A general theory for nonlocal softening plasticity of integral-type

This paper deals with a comparison of several models, proposed in the literature, of softening plasticity with internal variables regularized by nonlocal averaging of integral type. The analyzed models of softening plasticity are divided in two groups. The former complies with models based on the principle of nonlocal maximum plastic dissipation; the latter is given by models formulated ad hoc without any recourse to thermodynamic requirements. In general, these models are not easy to compare. Actually, the formulations based on the principle of nonlocal maximum plastic dissipation appears to be quite different in terms of the free energy and of the yield function. On the other side, it is not trivial to check the thermodynamic admissibility of nonlocal models ad hoc formulated. To highlight the fundamental properties of these models in order to exploit the similarities and the differences between them, a general treatment of softening plasticity with internal variables is preliminarily proposed in the framework supplied by convex analysis and by the generalized standard material.

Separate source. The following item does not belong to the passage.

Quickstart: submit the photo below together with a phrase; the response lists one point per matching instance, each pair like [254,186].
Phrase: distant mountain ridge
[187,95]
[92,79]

It is shown that this framework provides the suitable tools to perform a theoretical analysis of such nonlocal problems. The proposed nonlocal formulation of softening plasticity combines in a quite general way the effect of local and nonlocal internal variables in the expressions of the free energy and of the elastic domain. As a consequence, several models of softening plasticity based either on thermodynamic considerations or on ad hoc formulations can be derived from the proposed model. The maximum dissipation principle is provided for each analyzed model.